Reimagining Atlantis
“The Earth is a very small stage in a vast cosmic arena…Our posturings, our imagined self-importance, the delusion that we have some privileged position in the Universe, are challenged by this point of pale light.
Our planet is a lonely speck in the great enveloping cosmic dark. In our obscurity, in all this vastness, there is no hint that help will come from elsewhere to save us from ourselves.”
Carl Sagan, “Pale Blue Dot”
Located in the Andamen Sea 12 nautical miles off Thailand’s coast, the first seastead – a two-story octagonal house – arose last year because a couple wanted to live free from state interference.

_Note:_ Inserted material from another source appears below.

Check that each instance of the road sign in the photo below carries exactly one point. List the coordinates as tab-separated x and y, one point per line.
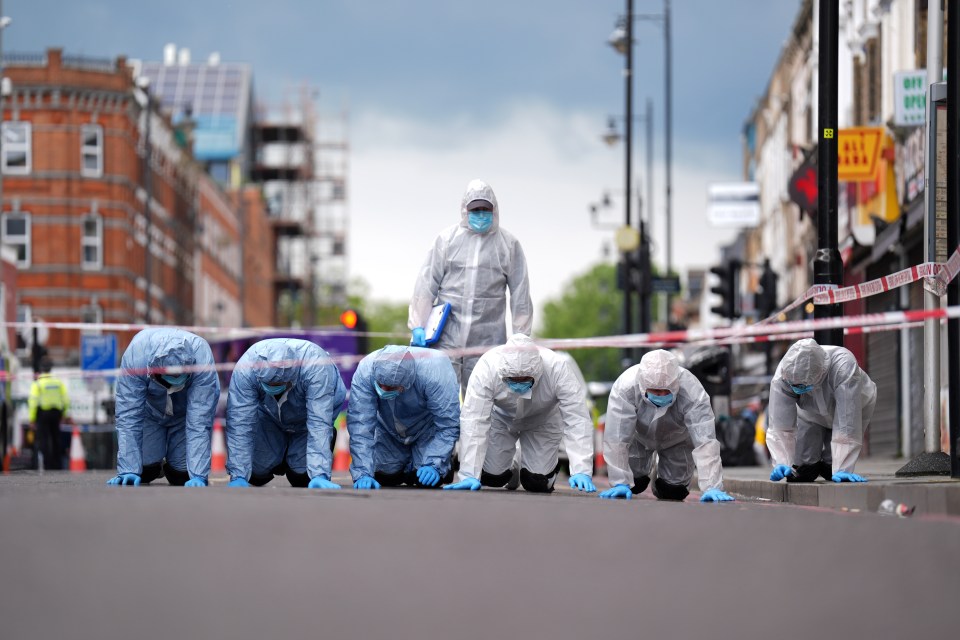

Why choose to do so? “With a seasteading government where you vote with your house, the government would always be limited,” as some supporters described, “and if the government ever got too big, you could take your house and you could leave…So from a parenting and family standpoint, seasteading is the freedom to raise your children the way you want to.”
The notion of exit is one that Balaji Srinivasan has discussed at length. One need not need look far to see how disastrous the combination of theory and politics has been. Through the example of Stalinist Russia, Maoist China, or more recently Maduro’s Venezuela, it’s undeniable that our leaders follow the explicit example of insanity – doing the same action over and over again while miraculously expecting a different result.
Therefore, seasteading is a shining beacon of a different future. Don’t like what your community has to offer? You’re free to take your atomized abode and move to another, larger seastead or live by yourself. What bitcoin was to money, seasteading is to government; we should make data-driven decisions about what works best for the community as no two communities are alike. Indeed, the aforementioned couple was funded by an amalgamation of entrepreneurs, named the Ocean Builders, who had made their money in bitcoin – the decentralized movement always extends a helping hand.
So, where do we go from here?
Unsurprisingly, China is already building small islands in the South China Sea to solidify their claims in the region. But more drastically, many island nations are facing existential threats from rising sea levels, like Indonesia and Thailand which are receding underwater by more than 2 inches annually.
To this end, both of these south-east Asian governments see seasteading as a plausible reality. Due to the rapid uptick in global urban populations, Amina Mohammed, the UN Deputy Secretary-General, recently remarked that: “We live in a time when we cannot continue building cities the way New York or Nairobi were built…Floating cities can be part of our new arsenal of tools…So, today, we are looking at a different type of floating city — a different type of scale.”
The UN is well aware that the world is changing faster than many think. The ideas of natural selection and business have always been interlinked: corporations know they must evolve or be forced to slowly watch themselves perish. Yet, governments are now feeling the agonizing pressures of evolution too; if leaders prefer to live in the past, they might very well see their most valuable resource, human capital, move elsewhere whether it be to land or sea.
This was the case throughout history. Even the very hint of a New World compelled thousands in Europe to suddenly abandon their homes and livelihoods – at the very least, these emigrants knew they would have the chance to make a new and potentially glamorous life in America. But with no Newer World to discover, where can we go to build a better life away from the prying eyes and all-encompassing power of Orwellian governments and greedy corporations?
In mythology, Atlantis fell because of its hubris and its brutal subjugation of its foreign subjects. While its end is a Greek tragedy, I read the story differently: the Platonic tale is an invitation to those who, one day, hope to reconstruct the mythical utopia through the rigorous experimentation of science and incentives. Seasteading appears to be a sanguine fantasy, but the movement has certainly been six millennia in the making and I have no interest in waiting another six to watch it come to fruition.